Is this discrepancy expected, or does it indicate a problem with my implementation?

Expected behaviour

single‑utterance and per batch inferences generate the same transcriptions.

To Reproduce

Inference on two audio files (4.47s and 6.69s)

Script:

import multiprocessing
import torch
import torchaudio
import tqdm
import pandas as pd
import numpy as np
from jiwer import wer
from tinytag import TinyTag
from pyctcdecode import build_ctcdecoder, BeamSearchDecoderCTC
from speechbrain.dataio.batch import PaddedBatch
from speechbrain.inference.ASR import EncoderASR

# Common objects
class OutputBeam():
  TRANSCRIPT = 0
  LM_STATE = 1
  WORD_LOGIT_MATRIX = 2
  LOGIT_SCORE = 3
  LM_SCORE = 4

class OutputBeamMPSafe():
  TRANSCRIPT = 0
  WORD_LOGIT_MATRIX = 1
  LOGIT_SCORE = 2
  LM_SCORE = 3

# Make some general configuration
device = "cuda:"+format(0) if torch.cuda.is_available() else 'cpu'
torch.set_num_threads(56)

with torch.no_grad():
    # Load the accoustic model
    asr_model : EncoderASR = EncoderASR.from_hparams(
        source="/data/model/v1.0.2/", 
        savedir="/data/model/v1.0.2/",
        hparams_file="hyperparams_inference.yaml",
        run_opts={"device": device})

    # Load the language model

    ## Labels from the ASR engine 
    labels = [asr_model.tokenizer.id_to_piece(id) for id in range(asr_model.tokenizer.get_piece_size())]
    ## It's important to replace the <unk> token or the lm will be dysfunctional !
    labels[0] = '<pad>'

    language_model : BeamSearchDecoderCTC = build_ctcdecoder(labels, "/data//lm/lm_v1.0.2.arpa", alpha=1.0,beta=0.6)

    # Load data
    data_df = pd.DataFrame([{"wav":"/data/audio/1.wav","wrd":"some words for a transcription test"},
                {"wav":"/data/audio/2.wav","wrd":"Is the test successful or not"}])

    gnd_truth_full = []
    transcripts_full = []

    ######################
    #        Loop        #
    ######################
    with tqdm.tqdm(total=len(data_df)) as pbar:
        for index, row in data_df.iterrows(): 
            # Perform inference 
            with open(row["wav"], 'rb') as f:
                audio = f.read()

            audio = np.frombuffer(audio, np.int16)
            # Convert the raw audio to tensor
            audio = torch.tensor(audio[:,np.newaxis], dtype=torch.float32, device=device)
            wave = asr_model.audio_normalizer(audio, 16000)
            batch : torch.Tensor = wave.unsqueeze(0)

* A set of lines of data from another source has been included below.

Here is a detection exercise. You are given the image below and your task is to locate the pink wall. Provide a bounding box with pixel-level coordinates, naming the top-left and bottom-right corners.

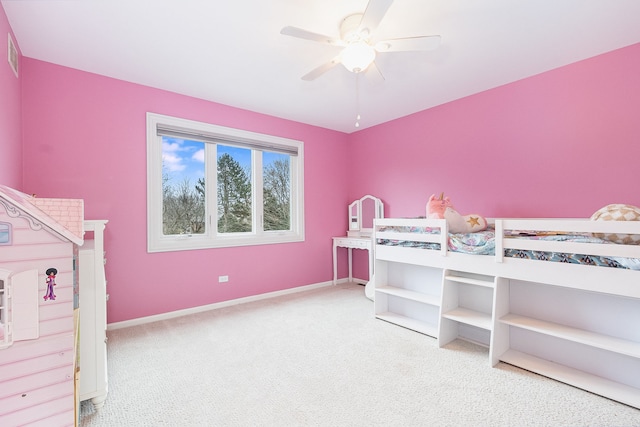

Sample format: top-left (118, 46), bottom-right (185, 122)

top-left (17, 40), bottom-right (640, 322)
top-left (349, 44), bottom-right (640, 278)
top-left (23, 58), bottom-right (348, 323)
top-left (349, 44), bottom-right (640, 221)
top-left (0, 7), bottom-right (22, 190)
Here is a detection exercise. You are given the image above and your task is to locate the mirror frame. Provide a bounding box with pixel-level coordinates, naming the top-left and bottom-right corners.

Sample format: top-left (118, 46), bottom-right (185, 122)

top-left (347, 194), bottom-right (384, 237)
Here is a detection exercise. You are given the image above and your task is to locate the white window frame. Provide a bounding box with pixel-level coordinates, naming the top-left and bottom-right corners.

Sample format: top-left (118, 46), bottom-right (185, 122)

top-left (147, 113), bottom-right (304, 252)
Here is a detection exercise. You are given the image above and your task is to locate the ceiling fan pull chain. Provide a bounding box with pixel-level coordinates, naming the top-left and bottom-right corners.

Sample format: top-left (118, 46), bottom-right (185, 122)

top-left (356, 73), bottom-right (360, 128)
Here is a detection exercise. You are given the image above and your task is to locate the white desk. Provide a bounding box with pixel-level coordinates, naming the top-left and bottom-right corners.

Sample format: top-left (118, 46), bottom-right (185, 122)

top-left (333, 236), bottom-right (373, 285)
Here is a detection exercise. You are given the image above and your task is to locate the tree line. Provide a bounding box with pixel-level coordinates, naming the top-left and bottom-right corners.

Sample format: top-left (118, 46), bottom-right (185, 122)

            # Process the transcription
            t_len = torch.tensor([1.0])
            encoder_out : torch.Tensor = asr_model.encode_batch(batch, t_len)
            logits : np.ndarray = encoder_out[0].detach().cpu().clone().numpy()
            beams = language_model.decode_beams(logits)

            transcript = beams[0][OutputBeam.TRANSCRIPT]

            del audio,wave,batch
            if torch.cuda.is_available():
                torch.cuda.empty_cache()

            # Store transcriot and associated inference, to compute final WER/CER 
            gnd_truth_full.append(row["wrd"])
            transcripts_full.append(transcript)
            
            pbar.update(1)

    print(f">>> Loop WER: {wer(gnd_truth_full, transcripts_full)}")

    ######################
    #        Batch       #
    ######################

    gnd_truth_full = []
    transcripts_full = []

    ## Sort data by audio duration
    durations = []
    for index, row in data_df.iterrows():
        file_path = row["wav"]
        durations.append(TinyTag.get(file_path).duration)
    data_df["duration"] = durations
    data_df = data_df.sort_values(by=["duration"])

    wavs = []
    res = []
    batch_duration = 0.0
    longest_duration = None

    # Creating sub batches to optimize GPU memory utilization (~350s for 40Go)
    for index, row in data_df.iterrows():
        wav, sr = torchaudio.load(row['wav'])
        wav_len = wav.shape[1]
        duration = wav_len/sr
        if longest_duration is None:
            longest_duration = duration
        batch_duration += duration
        wavs.append({"wav" : wav.to(device).squeeze(), "duration": duration})
        if batch_duration > 350.0 or index == data_df.index[-1]:
            padded_batch = PaddedBatch(wavs, padded_keys=["wav"])

            # Processing
            encoder_out : torch.Tensor = asr_model.encode_batch(padded_batch.wav.data, padded_batch.wav.lengths)
            logits_list = encoder_out.detach().cpu().clone().numpy()
            del encoder_out

            with multiprocessing.get_context("fork").Pool(56) as pool:
                beams_list = language_model.decode_beams_batch(pool, logits_list)
            for beams in beams_list:
                beam = beams[0]

                res.append(beam[OutputBeamMPSafe.TRANSCRIPT])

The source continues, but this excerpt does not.